The reaction mechanism of the Aza-Diels-Alder (A-D-A) cycloaddition reaction between X2C═NNH2, where X = H, F, Cl, Br, and 1,3-butadiene catalyzed by a PHCl2 Lewis acid was characterized using density functional theory calculations. The influences of various substituents of X on the studied reaction were analyzed using the activation strain model (ASM), which is also termed as the distortion-interaction model. Calculations showed that the smallest and largest values of the activation energies belong to the substituents of F and Br, respectively. The activation energy of the studied reactions was decreased within 8.6 kcal·mol-1 in the presence of PHCl2 catalyst.
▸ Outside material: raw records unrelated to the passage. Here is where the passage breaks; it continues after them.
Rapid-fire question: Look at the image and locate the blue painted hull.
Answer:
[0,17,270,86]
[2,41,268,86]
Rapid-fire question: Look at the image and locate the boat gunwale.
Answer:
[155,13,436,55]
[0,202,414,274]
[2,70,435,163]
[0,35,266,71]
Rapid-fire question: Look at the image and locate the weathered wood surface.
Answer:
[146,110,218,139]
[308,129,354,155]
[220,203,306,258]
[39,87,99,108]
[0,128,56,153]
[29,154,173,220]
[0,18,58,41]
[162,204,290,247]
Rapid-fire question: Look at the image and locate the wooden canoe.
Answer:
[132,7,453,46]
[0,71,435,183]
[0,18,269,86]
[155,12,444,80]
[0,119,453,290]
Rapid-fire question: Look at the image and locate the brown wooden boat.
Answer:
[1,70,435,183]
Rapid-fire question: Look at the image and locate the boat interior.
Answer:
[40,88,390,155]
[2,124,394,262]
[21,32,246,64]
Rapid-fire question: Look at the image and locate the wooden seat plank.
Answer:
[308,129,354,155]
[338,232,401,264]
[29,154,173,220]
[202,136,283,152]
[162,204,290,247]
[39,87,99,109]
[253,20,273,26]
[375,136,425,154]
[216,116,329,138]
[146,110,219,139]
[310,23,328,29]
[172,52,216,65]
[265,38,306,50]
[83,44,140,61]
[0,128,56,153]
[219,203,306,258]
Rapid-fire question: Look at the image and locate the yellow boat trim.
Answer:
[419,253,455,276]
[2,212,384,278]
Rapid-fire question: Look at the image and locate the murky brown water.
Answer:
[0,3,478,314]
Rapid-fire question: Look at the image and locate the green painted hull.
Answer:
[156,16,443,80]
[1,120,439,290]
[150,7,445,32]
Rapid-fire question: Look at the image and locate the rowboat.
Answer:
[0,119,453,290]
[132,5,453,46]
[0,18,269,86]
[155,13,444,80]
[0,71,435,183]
Investigations showed that the pnicogen bonding is adequately capable of activating the A-D-A reaction. The quantum theory of atoms in molecules (QTAIM) and natural bond orbital (NBO) analysis were implemented to understand the nature of C4,Cbut···CXIm and C1,Cbut···NXIm bonds at the TS structures. Additionally, the energy decomposition analysis (EDA) based on the ETS-NOCV scheme was used to characterize the nature of C4,Cbut···CXIm and C1,Cbut···NXIm bond. The results of the study mirror the fact that the PHCl2 Lewis acid may be suggested as a simple suitable catalyst for experimental studies on the A-D-A reactions.